俺達の姿が全く見えなくなると王は口元に浮かべた微笑を絶やす事無く闇と同化し、消えた。

世界に再び、王が光臨した日。

それは地球温暖化が深刻に思えてくる、蒸し暑い初夏の一日。







「ひとまず、今回は見逃してあげるわ」

ビルの隙間を縫うように駆けながら獏羅は言った。

「いつも見逃してもらっている気がするのは…」

「気のせい」

「…そういうことにしておきましょう」

「あの学校、どうするの?」

「どうする、とは?」

獏羅は、あのオーパーツとやらで作られた大砲によって破壊された校舎をいっているのだろう。

「あのまま放っておくの?」

「俺自身は何もしないが、恐らく政府か……同業者が直しておいてくれるだろうね」

政府、というワードに獏羅は機敏に反応する。

まぁ、彼女自身も一応”政府”の者なのだから当たり前か。

「夢魔の存在って警察も知っているの?」

「総理大臣と直属の部下…日本でいう大臣クラス、警視庁幹部くらいの人間は皆知ってるよ」

「アンタ達って何なの?」

「………夢魔狩り」

今の彼女には、そういうしかない。

世界はあまりにも矛盾で不可思議で、謎めいていることが沢山あるのだ。

彼女が真実を知るには・・・・・・まだ少し足りない。

「では、俺はココで失礼しよう…綺麗なお姉さん」

ビルの屋上を蹴り、俺は闇と化す。

わざわざ赤面する獏羅を見届け、何か言い返そうにも言葉が思い浮かばないのであろう、やりきれない表情がそう語っている。

「バイバイ、憎たらしいお兄さん」

深く俯いた少女の唇からは、確かにそんな言葉が漏れたのだが・・・・・・。

俺が気付くことはなかった。





















紙面に踊る「怪盗レンレイ! 一ツ橋美術館より【永久永劫の平和】を盗む!」の文字。

それを見て恐らく愉快に笑っているのだろう警視庁長官こと俺――――【一ノ太刀 鬼丸いちのたち おにまる】は長官室の豪勢な椅子から立ち上がる。

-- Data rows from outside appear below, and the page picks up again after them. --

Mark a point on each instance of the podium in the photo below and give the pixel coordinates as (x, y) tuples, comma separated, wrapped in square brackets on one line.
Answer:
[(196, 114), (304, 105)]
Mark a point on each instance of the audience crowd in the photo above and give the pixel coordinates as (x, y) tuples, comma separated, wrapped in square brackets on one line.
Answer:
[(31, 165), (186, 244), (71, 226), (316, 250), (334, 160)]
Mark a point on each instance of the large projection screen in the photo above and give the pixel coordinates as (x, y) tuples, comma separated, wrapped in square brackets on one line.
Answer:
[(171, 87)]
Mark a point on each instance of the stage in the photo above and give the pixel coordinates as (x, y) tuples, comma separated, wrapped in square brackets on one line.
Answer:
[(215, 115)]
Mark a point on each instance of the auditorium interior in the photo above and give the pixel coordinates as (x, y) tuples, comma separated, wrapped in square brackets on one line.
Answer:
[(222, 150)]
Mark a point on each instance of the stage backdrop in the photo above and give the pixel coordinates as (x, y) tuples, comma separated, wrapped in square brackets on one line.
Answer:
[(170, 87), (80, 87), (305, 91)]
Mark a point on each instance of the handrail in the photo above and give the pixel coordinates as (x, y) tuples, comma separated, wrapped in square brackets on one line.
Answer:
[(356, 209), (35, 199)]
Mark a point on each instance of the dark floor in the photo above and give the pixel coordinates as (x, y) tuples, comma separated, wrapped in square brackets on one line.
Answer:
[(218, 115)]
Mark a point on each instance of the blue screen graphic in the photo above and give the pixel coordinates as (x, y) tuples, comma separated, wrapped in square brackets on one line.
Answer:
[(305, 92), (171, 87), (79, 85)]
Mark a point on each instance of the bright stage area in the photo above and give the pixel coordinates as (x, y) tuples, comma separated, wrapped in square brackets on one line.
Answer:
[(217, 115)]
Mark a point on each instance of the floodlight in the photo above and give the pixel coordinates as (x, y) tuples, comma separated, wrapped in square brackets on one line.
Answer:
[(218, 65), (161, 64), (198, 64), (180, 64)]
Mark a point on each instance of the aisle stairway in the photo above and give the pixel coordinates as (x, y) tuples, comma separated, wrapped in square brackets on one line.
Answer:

新聞を折り畳み、デスクへと放り投げると脇に立て掛けてある日本刀を手にする。

柄を掴み一息で引き抜くと、白金の刀身が朝の太陽の光を反射し怪しく輝く。

刀身を愛でるように眺め、一薙ぎ。

刃が空を裂き、音という音が消え去る。

「夢魔王………彼らの時代にやってきおったか…」

木霊する”化け物”の声。

「再び、戦場へ復帰する日が来るとは……500年ぶりか?」

アゴヒゲを撫で、刀身に映る我が身を見る。

額に赤黒い角の生えた、その姿は”鬼”。